Zostałam zatrzymana 25 marca więc trwa to już miesiąc.

Czy masz wrażenie, że jest to skierowane w konkretne osoby?

To nie jest kierowane w poszczególne osoby. Ja naprawdę jestem szeregową wolontariuszką, nikim szczególnie wyjątkowym. To jest po prostu sygnał, który oni chcą wysłać całej Grupie i ja stałam się losowo kozłem ofiarnym.

A czy znasz jakieś osoby w podobnej sytuacji?

Akurat z mojej Grupy tylko ja dostałam zarzuty, natomiast znam jeszcze 4 osoby, którym także je postawiono.

Czy w związku z tymi doświadczeniami masz zamiar kontynuować swoją działalność jako wolontariuszka? Czy nie zniechęca cię ta sytuacja i groźba represji?

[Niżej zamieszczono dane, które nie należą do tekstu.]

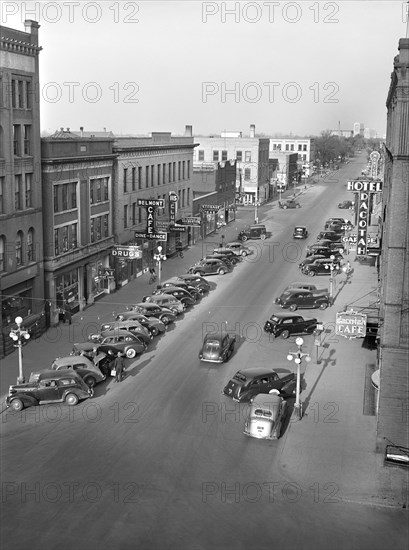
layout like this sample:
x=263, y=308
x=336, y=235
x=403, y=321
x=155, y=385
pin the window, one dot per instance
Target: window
x=19, y=249
x=125, y=179
x=30, y=245
x=125, y=216
x=16, y=140
x=133, y=178
x=17, y=192
x=28, y=190
x=27, y=138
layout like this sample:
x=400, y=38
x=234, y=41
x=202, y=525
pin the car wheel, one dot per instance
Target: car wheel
x=90, y=381
x=17, y=405
x=71, y=399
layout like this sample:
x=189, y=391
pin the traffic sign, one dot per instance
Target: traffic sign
x=155, y=236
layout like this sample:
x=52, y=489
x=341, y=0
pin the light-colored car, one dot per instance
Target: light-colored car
x=266, y=416
x=166, y=300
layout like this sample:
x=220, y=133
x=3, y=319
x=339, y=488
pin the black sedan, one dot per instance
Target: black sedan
x=217, y=348
x=285, y=325
x=247, y=383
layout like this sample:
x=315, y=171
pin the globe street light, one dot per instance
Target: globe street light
x=159, y=257
x=298, y=356
x=333, y=266
x=19, y=335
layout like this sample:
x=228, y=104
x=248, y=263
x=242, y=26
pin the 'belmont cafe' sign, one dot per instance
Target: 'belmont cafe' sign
x=350, y=324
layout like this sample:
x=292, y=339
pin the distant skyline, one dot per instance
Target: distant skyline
x=141, y=67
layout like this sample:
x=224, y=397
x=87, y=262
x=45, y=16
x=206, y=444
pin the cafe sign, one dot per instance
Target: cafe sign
x=350, y=324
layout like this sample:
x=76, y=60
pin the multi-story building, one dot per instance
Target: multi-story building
x=251, y=154
x=392, y=421
x=78, y=226
x=150, y=168
x=21, y=232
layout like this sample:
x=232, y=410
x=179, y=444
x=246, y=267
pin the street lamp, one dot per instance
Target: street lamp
x=159, y=257
x=19, y=335
x=298, y=356
x=333, y=266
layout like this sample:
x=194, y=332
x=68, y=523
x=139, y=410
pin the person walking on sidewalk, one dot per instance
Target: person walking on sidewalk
x=119, y=367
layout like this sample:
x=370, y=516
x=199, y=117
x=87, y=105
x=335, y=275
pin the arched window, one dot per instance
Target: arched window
x=2, y=253
x=19, y=248
x=30, y=245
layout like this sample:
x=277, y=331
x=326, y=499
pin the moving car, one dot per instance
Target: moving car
x=286, y=325
x=248, y=383
x=298, y=298
x=266, y=416
x=238, y=248
x=255, y=231
x=51, y=386
x=289, y=203
x=319, y=267
x=210, y=267
x=111, y=341
x=217, y=348
x=149, y=310
x=300, y=232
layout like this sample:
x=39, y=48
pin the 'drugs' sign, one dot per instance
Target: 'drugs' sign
x=350, y=324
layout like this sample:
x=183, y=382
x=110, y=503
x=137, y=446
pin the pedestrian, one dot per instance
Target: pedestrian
x=119, y=367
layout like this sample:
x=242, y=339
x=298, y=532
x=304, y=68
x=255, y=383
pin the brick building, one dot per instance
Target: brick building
x=21, y=231
x=392, y=422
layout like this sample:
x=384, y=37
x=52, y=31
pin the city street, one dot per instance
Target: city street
x=160, y=461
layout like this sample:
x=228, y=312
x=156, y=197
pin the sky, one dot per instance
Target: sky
x=290, y=68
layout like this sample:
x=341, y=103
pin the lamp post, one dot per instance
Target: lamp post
x=159, y=257
x=19, y=335
x=333, y=266
x=298, y=357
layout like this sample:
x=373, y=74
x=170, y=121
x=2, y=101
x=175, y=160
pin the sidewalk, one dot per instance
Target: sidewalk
x=332, y=448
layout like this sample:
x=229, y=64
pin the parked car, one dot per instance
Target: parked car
x=238, y=248
x=197, y=281
x=300, y=232
x=298, y=298
x=165, y=300
x=210, y=267
x=150, y=309
x=319, y=267
x=152, y=324
x=51, y=386
x=266, y=416
x=286, y=325
x=289, y=203
x=180, y=294
x=255, y=231
x=346, y=204
x=111, y=341
x=217, y=348
x=248, y=383
x=132, y=326
x=89, y=371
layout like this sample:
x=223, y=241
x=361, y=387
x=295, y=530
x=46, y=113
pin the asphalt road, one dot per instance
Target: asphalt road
x=160, y=461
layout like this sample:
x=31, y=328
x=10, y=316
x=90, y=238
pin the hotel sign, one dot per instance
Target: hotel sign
x=350, y=324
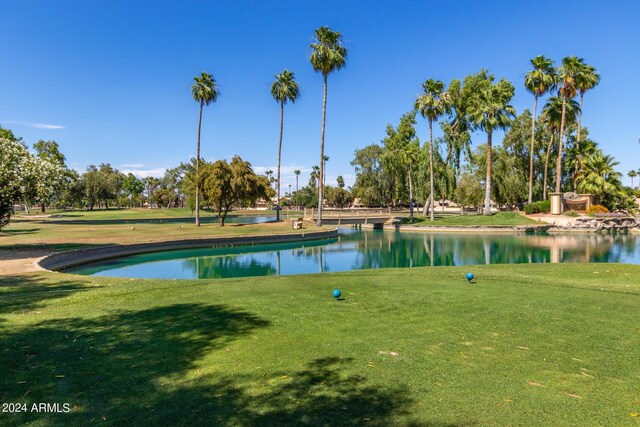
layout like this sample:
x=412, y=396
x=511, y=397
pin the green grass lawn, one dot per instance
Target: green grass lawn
x=524, y=345
x=499, y=218
x=71, y=230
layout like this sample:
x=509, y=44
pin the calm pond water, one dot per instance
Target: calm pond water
x=356, y=250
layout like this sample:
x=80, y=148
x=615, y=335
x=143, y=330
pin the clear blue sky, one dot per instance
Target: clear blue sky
x=111, y=79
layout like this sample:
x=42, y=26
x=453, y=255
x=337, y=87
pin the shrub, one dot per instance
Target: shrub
x=543, y=206
x=594, y=209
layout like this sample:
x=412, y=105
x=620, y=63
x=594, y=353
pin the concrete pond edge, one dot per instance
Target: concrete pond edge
x=61, y=260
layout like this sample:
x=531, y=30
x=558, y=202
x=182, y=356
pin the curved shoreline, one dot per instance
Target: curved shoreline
x=506, y=229
x=66, y=259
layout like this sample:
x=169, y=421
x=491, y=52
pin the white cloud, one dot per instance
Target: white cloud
x=34, y=125
x=143, y=173
x=46, y=126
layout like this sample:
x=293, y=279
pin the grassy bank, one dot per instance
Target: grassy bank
x=496, y=219
x=523, y=345
x=70, y=230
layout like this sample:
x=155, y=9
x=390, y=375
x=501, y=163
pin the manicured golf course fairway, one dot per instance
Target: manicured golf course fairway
x=546, y=344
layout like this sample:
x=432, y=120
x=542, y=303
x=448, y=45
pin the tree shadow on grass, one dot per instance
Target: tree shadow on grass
x=16, y=231
x=137, y=368
x=24, y=293
x=30, y=250
x=113, y=365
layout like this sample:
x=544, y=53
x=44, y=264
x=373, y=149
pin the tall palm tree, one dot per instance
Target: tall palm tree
x=328, y=55
x=538, y=81
x=205, y=91
x=284, y=89
x=432, y=103
x=551, y=118
x=324, y=169
x=314, y=176
x=567, y=75
x=409, y=156
x=297, y=174
x=490, y=109
x=632, y=174
x=586, y=79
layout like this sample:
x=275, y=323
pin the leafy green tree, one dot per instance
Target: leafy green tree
x=338, y=197
x=551, y=118
x=17, y=166
x=328, y=55
x=490, y=109
x=431, y=104
x=538, y=81
x=396, y=160
x=132, y=186
x=101, y=185
x=599, y=177
x=284, y=89
x=204, y=91
x=576, y=153
x=53, y=171
x=373, y=183
x=8, y=134
x=227, y=184
x=468, y=191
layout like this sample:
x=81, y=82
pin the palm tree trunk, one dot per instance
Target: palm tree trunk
x=198, y=168
x=578, y=160
x=487, y=191
x=432, y=207
x=427, y=205
x=580, y=117
x=533, y=134
x=279, y=157
x=320, y=188
x=559, y=160
x=410, y=197
x=546, y=168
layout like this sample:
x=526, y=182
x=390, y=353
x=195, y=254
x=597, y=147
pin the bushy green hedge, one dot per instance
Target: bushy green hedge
x=538, y=207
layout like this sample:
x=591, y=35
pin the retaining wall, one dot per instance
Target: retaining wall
x=61, y=260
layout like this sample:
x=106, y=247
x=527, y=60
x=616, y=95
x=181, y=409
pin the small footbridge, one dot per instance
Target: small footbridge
x=355, y=217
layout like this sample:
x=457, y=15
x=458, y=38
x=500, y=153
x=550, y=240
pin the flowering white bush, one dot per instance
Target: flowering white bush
x=43, y=180
x=18, y=168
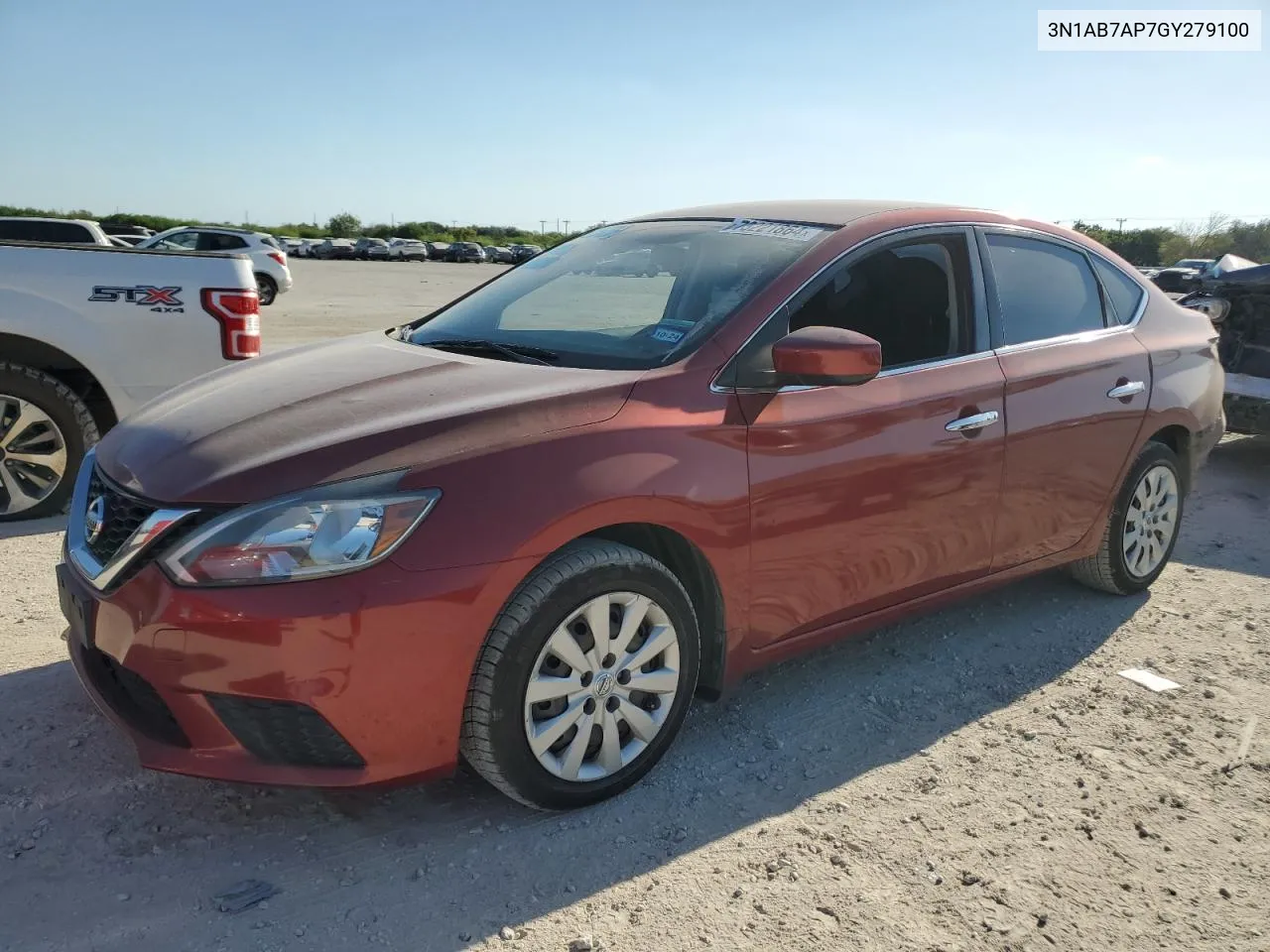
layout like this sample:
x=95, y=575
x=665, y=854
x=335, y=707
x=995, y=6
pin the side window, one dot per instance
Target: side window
x=1044, y=290
x=181, y=241
x=214, y=241
x=1123, y=291
x=46, y=231
x=912, y=298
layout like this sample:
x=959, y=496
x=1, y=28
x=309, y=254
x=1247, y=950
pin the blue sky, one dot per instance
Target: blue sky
x=511, y=112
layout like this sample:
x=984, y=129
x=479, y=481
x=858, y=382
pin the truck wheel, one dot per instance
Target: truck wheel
x=45, y=430
x=267, y=289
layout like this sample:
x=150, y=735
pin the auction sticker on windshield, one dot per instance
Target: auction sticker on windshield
x=772, y=229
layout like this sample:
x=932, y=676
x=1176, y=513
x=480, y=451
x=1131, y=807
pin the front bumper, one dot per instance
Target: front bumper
x=344, y=682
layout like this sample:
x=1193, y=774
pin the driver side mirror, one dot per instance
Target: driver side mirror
x=826, y=357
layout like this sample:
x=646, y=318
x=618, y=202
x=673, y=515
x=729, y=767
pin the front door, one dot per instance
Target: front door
x=869, y=495
x=1078, y=385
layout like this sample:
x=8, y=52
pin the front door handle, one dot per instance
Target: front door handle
x=973, y=422
x=1127, y=390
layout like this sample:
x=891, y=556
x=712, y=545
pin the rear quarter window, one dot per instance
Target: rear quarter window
x=62, y=232
x=1124, y=294
x=1044, y=290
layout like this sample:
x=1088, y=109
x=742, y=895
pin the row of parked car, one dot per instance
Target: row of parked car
x=402, y=249
x=268, y=258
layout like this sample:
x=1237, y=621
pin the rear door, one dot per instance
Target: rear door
x=869, y=495
x=1078, y=388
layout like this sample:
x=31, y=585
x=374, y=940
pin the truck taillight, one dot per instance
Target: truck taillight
x=239, y=315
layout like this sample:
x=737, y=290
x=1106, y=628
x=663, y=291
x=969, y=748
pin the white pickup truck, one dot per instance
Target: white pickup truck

Tak jak wcześniej powiedziałeś, jak raz się zacznie, to trudno z tego zrezygnować. Na pewno moje życie się zmieniło, niestety wisi nade mną pewne zagrożenie, które jest realne i trudniej się żyje z taką świadomością. Na pewno wpływa to na moją psychikę, ale nie zmienia to moich poglądów i mojego patrzenia na świat. Przecież wraz z moim aresztowaniem sytuacja na granicy się nie poprawiła. Dlatego liczę na to, mam szczerą nadzieję, że tam wrócę.

Trzymam kciuki. Na zakończenie naszej rozmowy: czy mogłabyś coś powiedzieć, poradzić osobom, które chciałyby się zaangażować w podobną działalność?

Nie wiem, czy mam jakieś prawo, żeby coś radzić innym. Na pewno chciałabym, żeby takie sprawy jak moja wywołały odwrotny skutek niż zastraszenie ludzi, żeby właśnie coraz więcej osób angażowało się w tę pomoc. Służbom właśnie na tym zależy, aby nas zastraszyć, abyśmy przestali działać. Im nas więcej, tym większe szanse, że damy im odpór. Pomagać można na wiele sposobów, bezpośrednio czy pośrednio. Grupa Granica zrzesza kilkanaście organizacji, które działają w różny sposób. Nie trzeba od razu zaczynać od biegania po lesie w nocy, po kilka godzin. Pomaganie ma naprawdę wiele twarzy.

Bardzo dziękuję za te słowa i za całą rozmowę oraz przede wszystkim za to, co robisz. Wymaga to wielkiej odwagi.

Dziękuję w imieniu całej fundacji No Border.